Working with community groups#

We work alongside existing community groups. These may include:

  • Residents’ associations
  • Neighbourhood groups
  • Local societies
  • Parish and town council networks

Community groups help identify which issues matter and which residents are most likely to be affected. Farnham Voice then helps gather structured survey data where that approach is useful.

When a survey is the right approach#

Not every concern needs a survey. When a community group raises an issue, Farnham Voice works with them to assess whether structured data collection is the right response.

There are three things we look for:

A broad enough base of people to survey The issue should affect enough residents, businesses, or community members to produce a meaningful dataset. A concern that is highly localised or affects only a very small number of people may be better addressed directly — through a local councillor or a targeted conversation — rather than through a formal survey process.

Clear areas and points of contention We need to be able to break the issue down into its key dimensions. What are the main concerns? Where do people’s views tend to differ? If an issue is too broad or too diffuse to structure clearly, the results will be difficult to interpret and act on.

Questions that can capture the range of sentiment A good survey asks targeted questions that allow respondents to express where they stand across a spectrum of views — not just yes or no. If an issue can be framed this way, a survey can reflect the genuine range of community feeling and give the council something useful to respond to.

Where an issue meets these criteria, Farnham Voice will work with the community group to design and run a survey.
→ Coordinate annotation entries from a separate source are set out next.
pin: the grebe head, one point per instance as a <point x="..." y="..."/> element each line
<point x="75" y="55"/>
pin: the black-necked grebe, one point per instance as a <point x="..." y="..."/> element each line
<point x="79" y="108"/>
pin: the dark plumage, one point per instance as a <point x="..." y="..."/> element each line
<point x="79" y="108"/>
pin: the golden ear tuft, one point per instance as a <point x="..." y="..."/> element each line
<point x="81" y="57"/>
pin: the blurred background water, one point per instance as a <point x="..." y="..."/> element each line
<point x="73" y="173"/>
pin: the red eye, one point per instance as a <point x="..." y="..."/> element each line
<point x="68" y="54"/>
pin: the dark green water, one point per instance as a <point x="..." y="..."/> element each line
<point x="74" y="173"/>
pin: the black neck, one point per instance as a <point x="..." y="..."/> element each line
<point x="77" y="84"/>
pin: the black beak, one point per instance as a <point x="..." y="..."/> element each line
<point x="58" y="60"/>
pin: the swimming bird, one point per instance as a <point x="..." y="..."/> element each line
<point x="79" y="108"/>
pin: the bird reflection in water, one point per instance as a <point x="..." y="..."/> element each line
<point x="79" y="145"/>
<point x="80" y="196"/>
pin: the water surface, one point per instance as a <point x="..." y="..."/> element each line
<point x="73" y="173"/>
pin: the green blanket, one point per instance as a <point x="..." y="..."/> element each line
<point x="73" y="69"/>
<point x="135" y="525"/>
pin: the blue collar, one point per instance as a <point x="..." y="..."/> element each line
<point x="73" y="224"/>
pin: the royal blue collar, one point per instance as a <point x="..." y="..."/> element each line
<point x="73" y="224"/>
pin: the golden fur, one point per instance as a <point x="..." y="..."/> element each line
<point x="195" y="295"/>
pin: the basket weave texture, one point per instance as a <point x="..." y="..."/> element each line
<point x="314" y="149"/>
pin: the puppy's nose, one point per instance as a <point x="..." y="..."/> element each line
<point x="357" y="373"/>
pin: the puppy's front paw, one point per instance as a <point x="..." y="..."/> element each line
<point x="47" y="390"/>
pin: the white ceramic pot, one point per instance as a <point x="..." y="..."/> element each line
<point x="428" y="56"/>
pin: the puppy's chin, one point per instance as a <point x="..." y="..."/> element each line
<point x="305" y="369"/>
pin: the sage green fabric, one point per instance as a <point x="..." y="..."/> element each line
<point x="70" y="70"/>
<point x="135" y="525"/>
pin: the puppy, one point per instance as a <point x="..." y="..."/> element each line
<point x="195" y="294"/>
Where it does not, we will aim to suggest a more appropriate route.

Working with councils#

For each major topic or issue, we aim to work with nominated council representatives — officers, councillors, or portfolio holders responsible for that subject.

Examples include highways and traffic, planning, community safety, environment, and local services.

This creates a clearer line of communication between the community and the council.

The process step by step#

  1. Issue identified — A local group or resident raises a concern that may affect a wider area.
  2. Suitability check — Farnham Voice assesses whether a structured survey is appropriate.
  3. Survey created — A short, focused survey is designed with relevant questions.
  4. Residents invited — Residents are invited to respond via their community group or mailing list.
  5. Data collected — Responses are gathered and grouped by road, area, and age group.
  6. Results reviewed — Findings are checked and an anonymised summary is prepared.
  7. Results shared — The summary is shared with the relevant council champion.
  8. Council responds — The council is asked to respond in plain English.
  9. Response published — The council’s response is published on this site.

What a good survey shows#

  • What the issue is
  • Where it is happening (by road, area, or ward)
  • Who is affected (by age group or association)
  • How strongly people feel
  • Whether views differ by age group or area
  • What possible solutions people support
  • What concerns people have about those solutions

Why structure matters#

Without structure, community concerns can be difficult for councils to measure or act on.

Our goal is to create clarity, fair representation, and constructive communication.